Nadoun Coulibaly
Africa-Press – Burkina Faso. Les autorités de transition burkinabè ont donné deux semaines à l’attaché de défense français et à son équipe pour quitter Ouagadougou, tout en fermant leur mission militaire à Paris.
L’escalade continue entre Paris et Ouagadougou. Après avoir obtenu le départ des forces spéciales françaises du dispositif Sabre, puis rompu les accords de défense et d’assistance militaire qui les liaient, le régime de transition burkinabè dirigé par le capitaine Ibrahim Traoré a décidé de définitivement rompre sa coopération militaire avec la France.
Dans une note envoyée le 14 septembre au Quai d’Orsay, consultée par Jeune Afrique, le ministère burkinabè des Affaires étrangères indique que « le gouvernement du Burkina Faso a décidé (…) de retirer l’agrément de Monsieur Emmanuel Pasquier, attaché de défense près de l’ambassade de France au Burkina Faso, pour activités subversives ». Le document ajoute que « M. Emmanuel Pasquier, de même que le personnel du bureau militaire français, ont un délai de deux semaines pour quitter le territoire burkinabè ».
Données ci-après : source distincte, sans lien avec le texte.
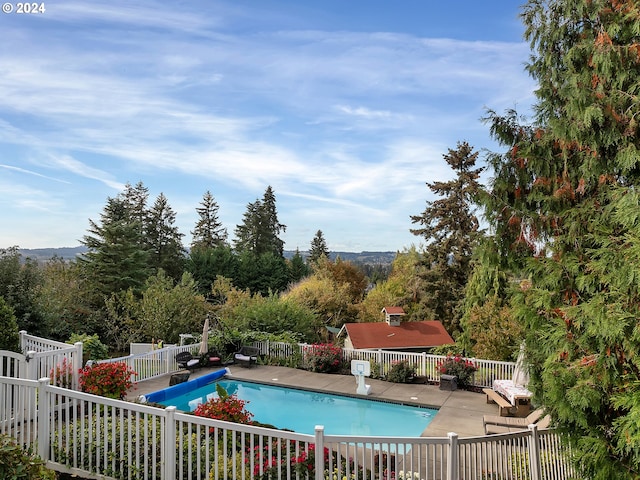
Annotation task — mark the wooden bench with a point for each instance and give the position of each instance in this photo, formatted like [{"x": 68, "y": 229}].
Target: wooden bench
[{"x": 503, "y": 404}]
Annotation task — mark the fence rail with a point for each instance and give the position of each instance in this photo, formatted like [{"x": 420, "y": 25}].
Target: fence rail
[
  {"x": 87, "y": 435},
  {"x": 83, "y": 434},
  {"x": 426, "y": 365}
]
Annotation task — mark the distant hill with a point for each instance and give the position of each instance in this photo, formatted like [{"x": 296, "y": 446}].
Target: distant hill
[
  {"x": 69, "y": 253},
  {"x": 43, "y": 254}
]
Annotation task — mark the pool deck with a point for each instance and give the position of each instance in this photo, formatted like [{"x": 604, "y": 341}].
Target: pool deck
[{"x": 459, "y": 411}]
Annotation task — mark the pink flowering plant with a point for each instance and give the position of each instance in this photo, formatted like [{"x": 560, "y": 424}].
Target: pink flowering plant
[
  {"x": 111, "y": 380},
  {"x": 324, "y": 358},
  {"x": 62, "y": 374},
  {"x": 225, "y": 407},
  {"x": 269, "y": 466},
  {"x": 460, "y": 367}
]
Ouagadougou indique par ailleurs avoir décidé de fermer sa mission militaire à Paris, poste assuré depuis six ans par l’ancien chef d’état-major de la gendarmerie, le colonel-major Tuandaba Coulibaly.
Rapprochement avec Poutine
Cette décision intervient dans un contexte sous-régional tendu, où plane toujours la menace d’une intervention militaire de la Communauté économique des États d’Afrique de l’Ouest (Cedeao) au Niger pour contraindre la junte du général Abdourahamane Tiani à quitter le pouvoir.
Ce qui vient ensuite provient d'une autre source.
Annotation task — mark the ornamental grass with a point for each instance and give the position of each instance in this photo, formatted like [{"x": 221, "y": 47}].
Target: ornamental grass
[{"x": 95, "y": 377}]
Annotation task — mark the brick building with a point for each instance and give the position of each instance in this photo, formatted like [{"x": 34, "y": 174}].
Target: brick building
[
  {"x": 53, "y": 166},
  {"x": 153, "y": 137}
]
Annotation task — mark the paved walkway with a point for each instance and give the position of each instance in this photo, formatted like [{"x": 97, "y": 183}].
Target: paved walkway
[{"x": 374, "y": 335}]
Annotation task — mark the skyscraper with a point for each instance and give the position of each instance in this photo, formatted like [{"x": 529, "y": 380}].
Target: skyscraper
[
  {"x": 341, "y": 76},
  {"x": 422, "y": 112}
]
Un discret sommet virtuel des chefs d’État de la Cedeao s’est penché sur ce dossier, jeudi 14 septembre, sans que rien ne filtre sur les décisions prises. De leur côté, les autorités de transition burkinabè ont récemment approuvé un projet de loi autorisant l’envoi d’un contingent militaire au Niger. Ce texte doit désormais être entériné par l’assemblée législative de transition.
Arrivé au pouvoir par un coup d’État il y a près d’un an, le capitaine Ibrahim Traoré a rapidement manifesté sa volonté de rupture avec Paris, notamment en matière de lutte contre le terrorisme, et de diversification de ses partenariats, se rapprochant notamment ouvertement de la Russie de Vladimir Poutine, qu’il a rencontré fin juillet à Saint-Pétersbourg, lors du dernier sommet Russie-Afrique.